Epié ran the Los Angeles restaurant L'Orangerie for more than three
years. He remembered with distaste the strictness of American health
rules about food.

"My fish shop in Santa Monica smelled like a pharmacy" instead of like
fresh fish, he said. "And when I asked for a three-month-old baby lamb,
like you can find here, they thought I was crazy and nearly called the
police."

But some French chefs say they believe that Ms. Child, through the film,
could have an impact on contemporary French cooking, or at least make
boeuf bourguignon, a traditional dish currently absent from most French
menus, fashionable again.

"She explains her recipes like a housewife, but she knows how to do it
and she does it genuinely," said Guy Savoy, owner of the restaurant that
bears his name in Paris. He met Ms. Child in 1981 in Massachusetts and
remembered her as "a real character, gentle and affable."

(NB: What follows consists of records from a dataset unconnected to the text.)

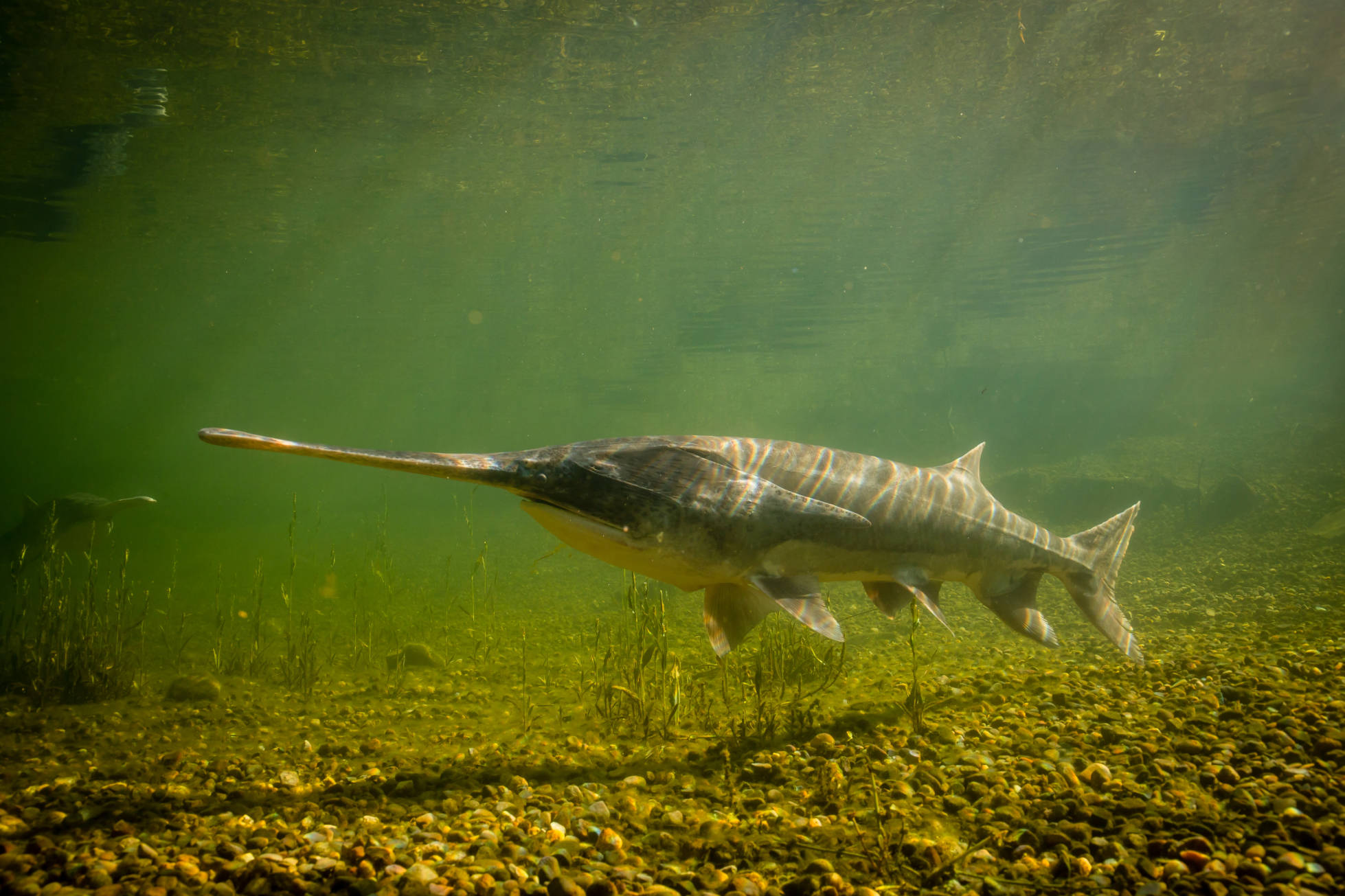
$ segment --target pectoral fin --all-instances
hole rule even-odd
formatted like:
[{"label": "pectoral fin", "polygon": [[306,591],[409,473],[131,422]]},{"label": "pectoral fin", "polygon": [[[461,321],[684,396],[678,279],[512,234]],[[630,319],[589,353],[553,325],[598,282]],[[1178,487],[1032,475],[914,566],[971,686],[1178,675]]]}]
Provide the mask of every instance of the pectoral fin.
[{"label": "pectoral fin", "polygon": [[776,604],[756,588],[716,583],[705,588],[705,634],[720,657],[742,643]]},{"label": "pectoral fin", "polygon": [[827,609],[822,599],[822,584],[816,576],[752,576],[752,584],[775,600],[776,605],[800,623],[831,640],[845,640],[841,623]]}]

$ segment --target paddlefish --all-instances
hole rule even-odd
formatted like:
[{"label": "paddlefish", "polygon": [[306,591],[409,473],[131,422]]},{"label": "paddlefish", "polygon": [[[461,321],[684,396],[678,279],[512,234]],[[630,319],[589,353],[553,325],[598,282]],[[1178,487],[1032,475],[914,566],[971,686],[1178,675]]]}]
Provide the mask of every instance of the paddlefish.
[{"label": "paddlefish", "polygon": [[709,436],[600,439],[452,455],[362,451],[202,429],[200,439],[503,488],[576,550],[683,591],[705,591],[714,652],[775,611],[842,640],[823,581],[859,581],[880,612],[912,601],[947,626],[946,581],[966,584],[1014,631],[1060,639],[1037,609],[1044,574],[1122,652],[1143,661],[1115,601],[1139,505],[1069,537],[1010,513],[981,483],[985,443],[942,467],[792,441]]}]

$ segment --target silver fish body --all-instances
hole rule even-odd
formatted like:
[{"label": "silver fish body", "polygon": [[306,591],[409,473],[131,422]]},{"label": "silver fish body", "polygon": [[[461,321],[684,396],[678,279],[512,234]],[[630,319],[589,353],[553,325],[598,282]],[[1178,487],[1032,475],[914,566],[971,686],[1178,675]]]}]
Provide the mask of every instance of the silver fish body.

Ms. Andrieu, the cookbook author, said that despite Ms. Child's clichéd
recipes, her style could be defined as a "combination of scientific and
empirical virtues" that helped explain why Americans wrote better
cookbooks than the French.

"The French think that they are natural-born cooks; they prepare a dish
off the top of their heads, without testing it," she said. "In France,
we rush over explanations."

After watching "Julie & Julia," Ms. Andrieu said, she felt compelled to
go home and make boeuf bourguignon according to Ms. Child's recipe. "I
cut the flour in half, and it turned out to be the best I had ever
made," she said.

Mr. Epié even thinks that Ms. Child's story should encourage the French
to discuss their cuisine in a more democratic way.

He is one of the few respected chefs in Paris to offer American food on
his menu, including his signature dish: a crab cake à la française,
prepared with shellfish oil instead of mayonnaise.

"I want to do Julia Child, but Julia Child with real fish, real lobster,
with eels to shuck and rabbit to bone," he said. "That's my dream."